Naomi and Ruth returned to Bethlehem and verse 19 says the whole town was stirred. Everyone was talking about Naomi returning. And since it had been 10 years and those had been hard and difficult years she reflects a woman who has been through hard and difficult years.

The women of the town were asking, “Naomi, is that you?” The idea behind that question is more bluntly, “Naomi, what has happened to you?” She didn’t even seem like the same person. That is what pain and tragedy and affliction can do to us. Tt shapes us not only emotionally, spiritually but also physically.

Naomi responds by saying, “do not call me Naomi.” The word Naomi means pleasant which is the idea of something being enjoyable or satisfying. And the last 10 years of her life had been very unpleasant. It had been unenjoyable. Full of dissatisfaction. This had not been a decade of peace or blessing or comfort.

Don’t call me pleasant she says because there is nothing pleasant about my life.

Instead she says, “call me Mara” which means bitter. I am a woman right now who has experienced the bitterness of life. When you think about me, think about my bitterness. What is interesting about Naomi’s statement is that she connects her bitterness to the Lord. In fact, in her response in verses 20-21 she references the Lord 4 times.

Even in her pain and bitterness, she hasn’t become an atheist or even turn to other gods. She is still living in a worldview in which the Lord of Israel is sovereign over all things. She is still living in a worldview in which God gives and He takes away. He blesses and He disciplines.

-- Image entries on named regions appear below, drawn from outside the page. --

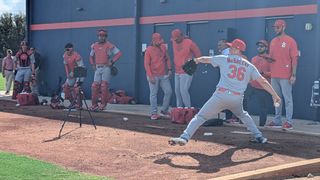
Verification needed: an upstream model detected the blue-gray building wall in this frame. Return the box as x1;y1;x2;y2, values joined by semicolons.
28;0;319;119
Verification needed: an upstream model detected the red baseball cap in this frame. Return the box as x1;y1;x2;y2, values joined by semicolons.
171;29;182;41
97;29;108;36
272;19;286;27
152;33;163;43
256;39;269;47
20;41;28;46
227;39;247;51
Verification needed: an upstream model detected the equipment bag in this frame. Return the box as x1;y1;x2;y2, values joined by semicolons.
17;93;39;106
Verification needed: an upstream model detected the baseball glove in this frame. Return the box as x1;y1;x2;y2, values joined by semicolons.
182;59;197;76
110;64;118;76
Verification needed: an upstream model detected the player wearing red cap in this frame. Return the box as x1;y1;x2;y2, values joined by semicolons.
90;29;122;110
144;33;172;120
269;19;299;129
63;43;84;108
12;41;35;99
169;39;281;145
243;40;271;126
171;29;201;107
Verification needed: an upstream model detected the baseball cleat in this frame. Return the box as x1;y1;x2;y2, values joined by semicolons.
169;137;188;146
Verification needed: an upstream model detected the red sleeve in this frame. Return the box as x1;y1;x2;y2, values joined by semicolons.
290;40;299;66
144;48;152;78
75;52;81;61
112;51;122;63
251;57;257;66
2;57;7;70
191;41;201;57
161;45;172;70
64;64;69;76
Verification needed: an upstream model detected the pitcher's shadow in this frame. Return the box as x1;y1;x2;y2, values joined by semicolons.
154;147;273;173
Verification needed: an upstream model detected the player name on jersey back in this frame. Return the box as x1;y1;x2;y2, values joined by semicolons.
227;57;249;67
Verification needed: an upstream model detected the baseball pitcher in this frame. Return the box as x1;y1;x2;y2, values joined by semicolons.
169;39;281;145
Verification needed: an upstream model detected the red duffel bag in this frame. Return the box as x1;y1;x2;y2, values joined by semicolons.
17;93;39;106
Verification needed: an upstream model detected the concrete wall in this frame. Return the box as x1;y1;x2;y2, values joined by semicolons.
29;0;319;119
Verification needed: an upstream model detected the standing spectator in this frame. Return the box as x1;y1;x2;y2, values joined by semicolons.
90;29;122;111
63;43;84;109
30;47;42;95
144;33;172;120
269;19;299;129
2;49;14;95
243;40;271;126
171;29;201;107
12;41;35;99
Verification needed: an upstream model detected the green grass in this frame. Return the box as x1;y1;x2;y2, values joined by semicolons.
0;75;6;91
0;152;107;180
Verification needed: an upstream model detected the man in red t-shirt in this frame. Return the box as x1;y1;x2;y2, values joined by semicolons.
171;29;201;107
89;29;122;111
144;33;172;120
243;40;271;126
269;19;299;129
63;43;84;109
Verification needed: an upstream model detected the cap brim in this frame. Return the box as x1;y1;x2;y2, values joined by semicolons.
226;43;232;47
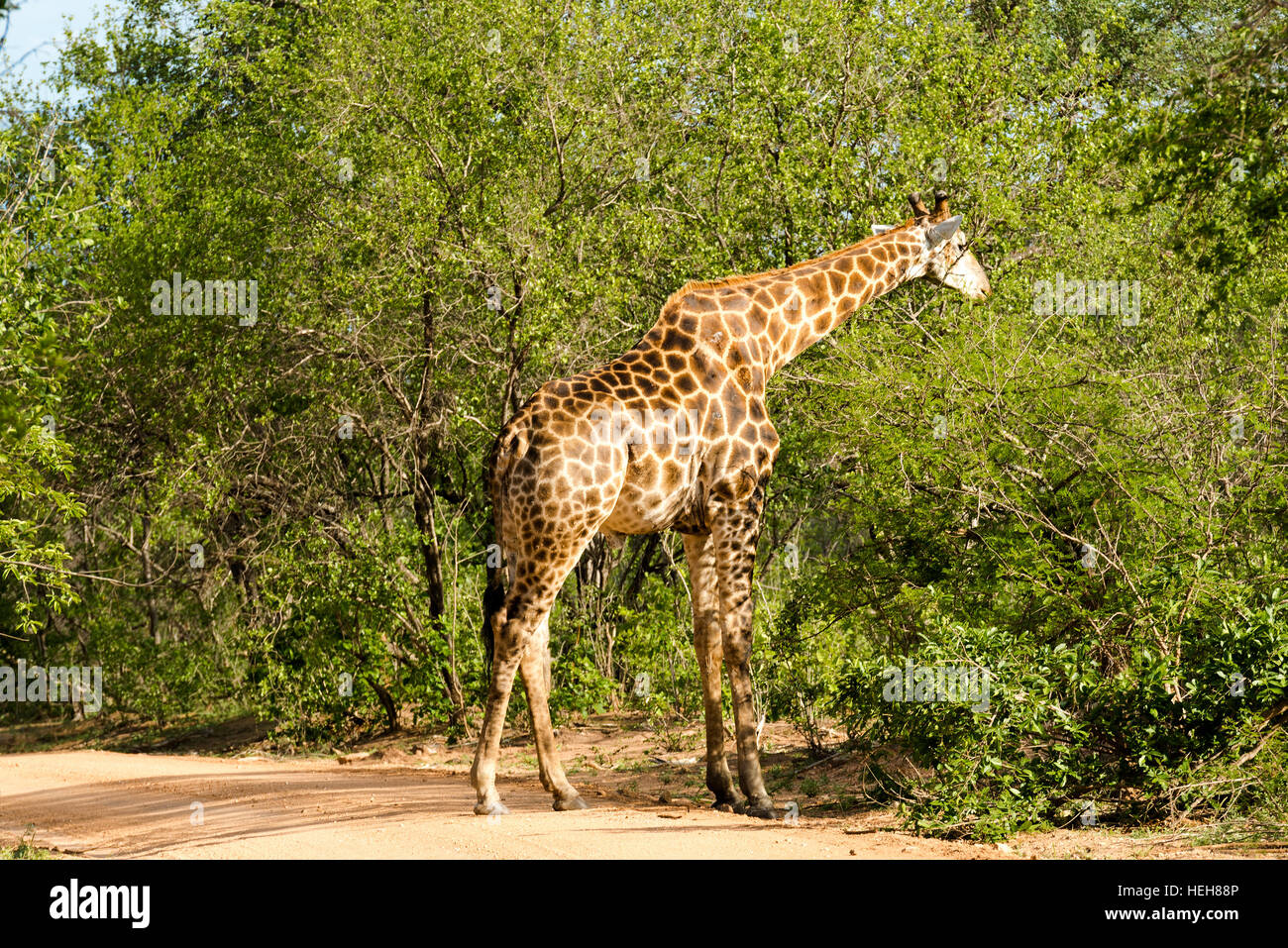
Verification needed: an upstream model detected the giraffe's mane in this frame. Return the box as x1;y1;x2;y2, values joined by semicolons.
666;218;914;304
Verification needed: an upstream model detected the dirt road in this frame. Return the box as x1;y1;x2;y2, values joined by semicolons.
0;751;1006;859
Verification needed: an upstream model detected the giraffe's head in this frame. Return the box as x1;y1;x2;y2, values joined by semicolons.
872;190;993;300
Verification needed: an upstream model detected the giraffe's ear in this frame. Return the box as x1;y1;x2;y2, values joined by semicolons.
926;214;962;250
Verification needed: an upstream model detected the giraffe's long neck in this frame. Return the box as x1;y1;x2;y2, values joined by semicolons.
756;228;919;378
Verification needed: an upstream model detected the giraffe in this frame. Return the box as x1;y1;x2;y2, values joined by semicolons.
471;190;992;819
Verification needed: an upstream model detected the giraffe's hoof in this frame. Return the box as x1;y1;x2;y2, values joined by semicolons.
555;793;590;812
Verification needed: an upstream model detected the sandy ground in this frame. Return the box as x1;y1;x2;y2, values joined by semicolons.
0;751;1006;859
0;717;1283;859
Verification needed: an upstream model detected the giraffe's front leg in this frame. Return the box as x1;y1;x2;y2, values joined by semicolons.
684;536;743;810
712;487;778;819
519;616;587;810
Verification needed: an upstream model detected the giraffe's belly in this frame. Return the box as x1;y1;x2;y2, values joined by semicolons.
600;452;697;537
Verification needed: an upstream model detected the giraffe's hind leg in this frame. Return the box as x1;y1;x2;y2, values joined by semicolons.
684;536;743;810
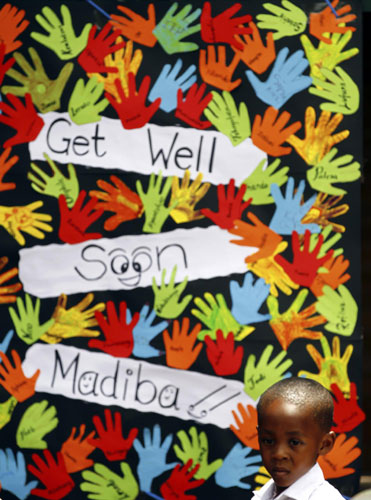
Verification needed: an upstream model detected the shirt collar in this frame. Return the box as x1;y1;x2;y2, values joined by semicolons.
254;463;325;500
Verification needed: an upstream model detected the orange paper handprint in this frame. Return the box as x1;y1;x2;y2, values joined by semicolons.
163;318;202;370
251;106;301;156
0;349;40;403
229;403;259;450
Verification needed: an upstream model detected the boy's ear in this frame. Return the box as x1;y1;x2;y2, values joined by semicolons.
318;431;336;455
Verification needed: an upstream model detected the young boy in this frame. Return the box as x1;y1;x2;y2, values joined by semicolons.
253;377;343;500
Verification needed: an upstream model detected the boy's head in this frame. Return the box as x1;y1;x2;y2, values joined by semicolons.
257;377;335;491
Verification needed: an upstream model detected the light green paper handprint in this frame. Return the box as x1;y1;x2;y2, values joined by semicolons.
300;31;359;81
309;224;344;260
191;292;255;340
16;399;58;450
1;47;73;113
244;344;292;400
9;293;55;344
152;2;201;54
298;336;353;398
256;0;308;40
316;285;358;337
152;266;193;319
204;90;251;146
173;427;223;480
27;153;79;208
80;462;139;500
307;148;361;195
242;159;289;205
309;66;359;115
68;76;109;125
136;171;178;233
0;396;18;429
31;4;92;60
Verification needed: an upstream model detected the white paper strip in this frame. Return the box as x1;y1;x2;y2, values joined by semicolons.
19;226;256;298
29;112;267;185
22;344;256;429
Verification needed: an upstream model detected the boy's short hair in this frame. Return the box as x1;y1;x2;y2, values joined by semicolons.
256;377;334;432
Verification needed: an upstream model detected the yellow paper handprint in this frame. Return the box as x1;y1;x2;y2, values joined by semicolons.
40;293;105;344
0;201;53;246
88;36;143;102
170;170;210;224
298;337;353;397
287;106;350;165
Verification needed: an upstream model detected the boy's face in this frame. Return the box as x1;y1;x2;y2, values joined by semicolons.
258;399;333;491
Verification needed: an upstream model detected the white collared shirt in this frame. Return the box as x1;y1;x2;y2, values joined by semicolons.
252;463;344;500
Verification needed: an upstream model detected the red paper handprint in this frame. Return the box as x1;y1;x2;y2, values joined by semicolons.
201;179;252;229
331;382;366;432
274;229;334;287
205;330;244;376
104;73;161;129
251;106;301;156
58;191;103;244
175;83;213;130
0;3;30;54
0;94;44;148
111;3;157;47
0;148;19;192
201;2;252;50
61;424;95;473
88;408;138;462
160;458;205;500
0;41;15;85
88;300;139;358
77;23;125;73
0;349;40;403
27;450;75;500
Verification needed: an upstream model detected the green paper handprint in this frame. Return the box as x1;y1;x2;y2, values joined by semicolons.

And in her references to God it is not just a general references but a personal reference. She used ‘The Lord” twice. “Lord” refers to the name Jehovah meaning the self-existing God or the eternal God, or the one true God. And then she uses the word “The Almighty’ twice – which is El Shaddai meaning The Sovereign One. El Shaddai has also been used to describe God as the “All Sufficient One.” In Him our needs are satisfied. And so she says the One true God, who is sovereign and provides, Has testified against me.

I think that is a significant statement Naomi makes even in her bitterness. She may not understand what God is doing. She may think God is unfair in his treatment toward her. And she may have a wrong understanding of what God is doing. And she may not be willingly to examine her own heart in this situation. But she does recognize this is the hand of God and that God is the Lord Almighty.

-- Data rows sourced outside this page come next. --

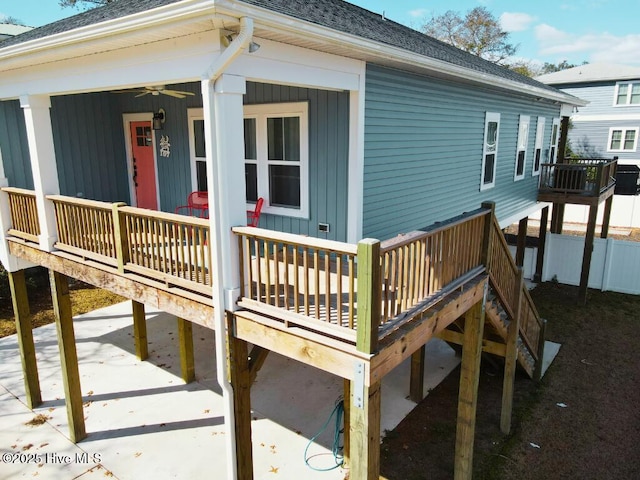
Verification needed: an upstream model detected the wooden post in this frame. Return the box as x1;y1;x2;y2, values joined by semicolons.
349;382;380;480
356;238;382;353
516;217;529;267
409;345;426;403
454;293;486;480
347;238;382;480
131;300;149;360
342;378;352;468
227;312;253;480
49;270;87;443
500;268;524;435
111;202;129;273
533;207;549;282
578;205;598;304
481;202;496;270
178;317;196;383
600;195;613;238
8;270;42;409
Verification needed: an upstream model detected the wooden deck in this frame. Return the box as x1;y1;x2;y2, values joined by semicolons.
3;188;544;479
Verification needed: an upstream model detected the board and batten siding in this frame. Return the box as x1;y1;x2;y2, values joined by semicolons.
363;65;560;239
559;82;640;163
244;82;349;241
0;100;33;190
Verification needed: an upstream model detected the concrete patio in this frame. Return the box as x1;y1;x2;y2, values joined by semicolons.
0;302;459;480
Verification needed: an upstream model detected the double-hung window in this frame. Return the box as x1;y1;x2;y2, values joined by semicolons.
244;102;309;218
614;80;640;106
607;127;638;152
480;112;500;190
513;115;530;180
547;118;560;163
531;117;546;176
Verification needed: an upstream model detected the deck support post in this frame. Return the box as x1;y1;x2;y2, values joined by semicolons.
409;345;426;403
600;195;613;238
516;217;529;267
578;205;598;304
49;270;87;443
348;238;382;480
228;312;253;480
178;317;196;383
500;267;524;435
131;300;149;360
20;95;60;252
454;290;487;480
533;207;549;282
8;270;42;409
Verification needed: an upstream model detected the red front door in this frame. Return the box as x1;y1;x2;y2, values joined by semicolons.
129;122;158;210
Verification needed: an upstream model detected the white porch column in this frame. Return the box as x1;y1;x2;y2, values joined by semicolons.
202;74;247;480
0;156;33;272
20;95;60;252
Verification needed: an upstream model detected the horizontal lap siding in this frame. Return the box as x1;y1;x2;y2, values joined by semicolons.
244;82;349;241
363;65;559;239
0;100;33;189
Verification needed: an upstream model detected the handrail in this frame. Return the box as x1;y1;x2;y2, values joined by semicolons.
1;187;40;243
540;158;618;196
487;217;544;362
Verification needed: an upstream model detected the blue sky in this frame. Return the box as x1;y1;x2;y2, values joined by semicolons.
0;0;640;65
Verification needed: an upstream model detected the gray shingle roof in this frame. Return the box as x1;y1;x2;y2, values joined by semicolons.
0;0;557;93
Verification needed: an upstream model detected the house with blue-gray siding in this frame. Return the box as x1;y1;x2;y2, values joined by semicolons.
0;0;585;480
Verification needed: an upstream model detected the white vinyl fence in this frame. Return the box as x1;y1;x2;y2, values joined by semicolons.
540;234;640;295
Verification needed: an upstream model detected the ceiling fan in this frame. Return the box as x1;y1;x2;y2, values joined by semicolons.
111;85;195;98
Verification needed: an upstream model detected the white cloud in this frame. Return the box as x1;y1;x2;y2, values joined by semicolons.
409;8;428;18
535;24;640;64
500;12;536;32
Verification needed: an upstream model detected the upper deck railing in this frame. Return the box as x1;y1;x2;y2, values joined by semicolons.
540;158;618;197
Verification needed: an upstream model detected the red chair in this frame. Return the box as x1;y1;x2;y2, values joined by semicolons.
247;197;264;227
174;192;209;218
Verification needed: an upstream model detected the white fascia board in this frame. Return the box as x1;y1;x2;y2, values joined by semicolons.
0;0;215;61
216;0;586;107
227;38;365;90
498;202;551;228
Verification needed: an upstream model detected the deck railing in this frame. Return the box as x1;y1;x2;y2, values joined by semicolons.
487;217;544;366
233;210;489;341
2;187;40;243
540;158;618;197
47;195;212;295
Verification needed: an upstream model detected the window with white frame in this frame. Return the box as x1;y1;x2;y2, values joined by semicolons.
547;118;560;163
614;80;640;106
187;108;207;192
607;127;638;152
244;102;309;218
531;117;546;176
513;115;530;180
480;112;500;190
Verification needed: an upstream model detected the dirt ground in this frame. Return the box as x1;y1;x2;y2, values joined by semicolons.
382;283;640;480
0;283;640;480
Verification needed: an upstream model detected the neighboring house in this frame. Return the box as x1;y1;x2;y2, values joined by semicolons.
0;23;33;41
0;0;584;479
536;63;640;228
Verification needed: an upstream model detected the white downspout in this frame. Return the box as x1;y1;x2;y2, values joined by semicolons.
202;17;253;480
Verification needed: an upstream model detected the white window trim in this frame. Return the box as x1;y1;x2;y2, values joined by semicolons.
607;127;640;153
513;115;531;182
547;117;560;163
187;108;207;192
531;117;547;177
613;80;640;107
480;112;500;191
244;102;309;219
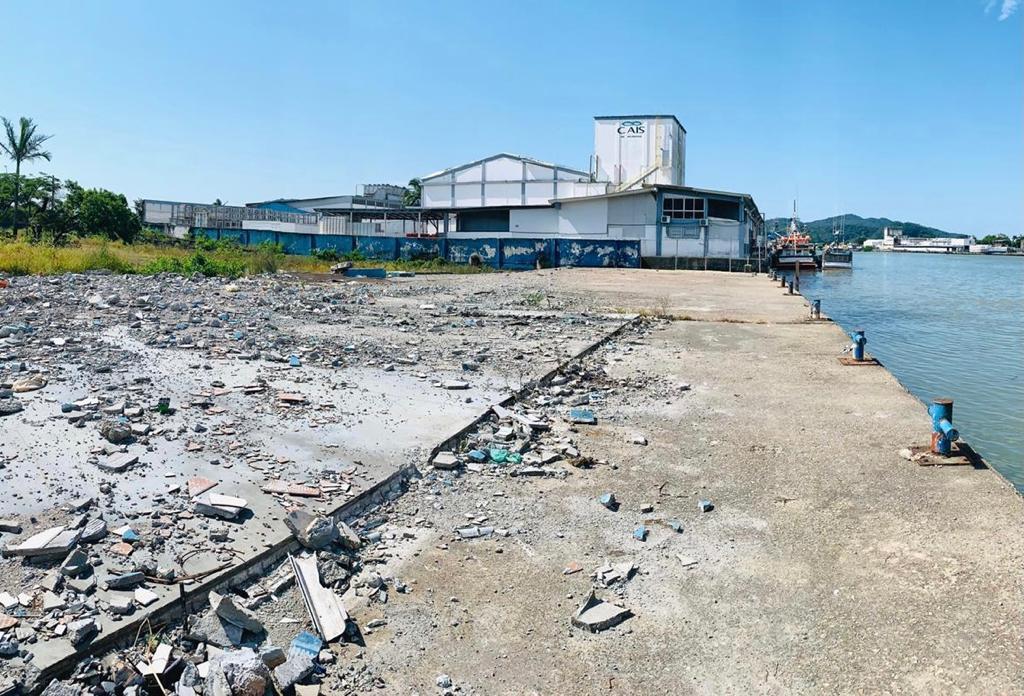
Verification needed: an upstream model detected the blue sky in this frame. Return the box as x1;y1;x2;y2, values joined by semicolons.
0;0;1024;234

When we go through things in life that are painful, God doesn’t mind us wrestling with them. God doesn’t mind us bringing hard questions to him. God doesn’t mind us saying what David says in Psalm 13, “God, have you forgotten about me. Have you abandoned me?”

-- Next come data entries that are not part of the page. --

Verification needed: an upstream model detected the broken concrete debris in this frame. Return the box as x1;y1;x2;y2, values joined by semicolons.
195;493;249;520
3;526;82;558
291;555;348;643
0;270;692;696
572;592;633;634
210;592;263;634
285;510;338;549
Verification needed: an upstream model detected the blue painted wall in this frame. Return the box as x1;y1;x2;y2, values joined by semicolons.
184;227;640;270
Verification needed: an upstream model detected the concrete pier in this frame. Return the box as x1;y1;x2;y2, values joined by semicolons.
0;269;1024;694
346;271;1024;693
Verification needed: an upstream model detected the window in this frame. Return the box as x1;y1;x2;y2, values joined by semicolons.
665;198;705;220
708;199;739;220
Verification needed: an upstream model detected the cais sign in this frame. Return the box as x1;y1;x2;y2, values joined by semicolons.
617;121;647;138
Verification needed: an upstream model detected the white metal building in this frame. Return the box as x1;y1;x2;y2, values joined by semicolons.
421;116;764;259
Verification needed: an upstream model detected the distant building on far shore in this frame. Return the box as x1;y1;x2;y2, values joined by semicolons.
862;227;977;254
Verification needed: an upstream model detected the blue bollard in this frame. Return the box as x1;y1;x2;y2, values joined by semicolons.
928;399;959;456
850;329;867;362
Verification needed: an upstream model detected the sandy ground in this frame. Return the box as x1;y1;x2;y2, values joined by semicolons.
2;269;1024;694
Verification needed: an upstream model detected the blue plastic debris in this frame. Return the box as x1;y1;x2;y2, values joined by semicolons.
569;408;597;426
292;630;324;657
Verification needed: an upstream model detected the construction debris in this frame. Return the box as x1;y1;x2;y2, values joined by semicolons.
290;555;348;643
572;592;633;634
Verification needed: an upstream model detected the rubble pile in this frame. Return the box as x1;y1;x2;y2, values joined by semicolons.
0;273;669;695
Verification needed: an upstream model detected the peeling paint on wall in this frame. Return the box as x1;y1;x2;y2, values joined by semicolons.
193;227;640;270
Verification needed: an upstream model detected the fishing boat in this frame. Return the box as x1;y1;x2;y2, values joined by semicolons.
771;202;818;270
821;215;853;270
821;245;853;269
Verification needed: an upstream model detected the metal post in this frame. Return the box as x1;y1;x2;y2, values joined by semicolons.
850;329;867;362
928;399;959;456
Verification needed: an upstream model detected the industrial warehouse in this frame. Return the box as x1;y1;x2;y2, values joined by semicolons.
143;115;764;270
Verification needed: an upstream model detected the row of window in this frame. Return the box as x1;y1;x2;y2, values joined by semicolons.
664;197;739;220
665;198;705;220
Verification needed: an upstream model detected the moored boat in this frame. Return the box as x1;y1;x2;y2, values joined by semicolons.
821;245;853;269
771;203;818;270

But what He does desire is that when we have those conversations that we do that in light of who He is. When we wrestle with life and death, joy and pain, may we wrestle with those thing with the One who is the giver of life and death, the One who allows good and hard circumstances because God is using those thing in our life is accomplish His purposes.

The challenge is when pain causes us to run from God, to find answers and hope outside of God. Because then we miss out seeing what God wants to accomplish in and through that pain. When we wrestle with the one who is truth, we will find truth. When we wrestle with the one who is love, we will find love.

It is not always easy to distinguish between the discipline of God or the trials he provides to mature us or simply the evil we will encounter in life because they can all come in the form of suffering and affliction. But in all things we can recognize the sovereignty of God and the never ending work of God who is at work for His Glory and for our good.

Naomi recognizes the work of God (and that is a good thing) but right now she does not see the goodness of God. And as we will see in the rest of this book, this hand of affliction is for the good of Naomi and Ruth and the nation of Israel.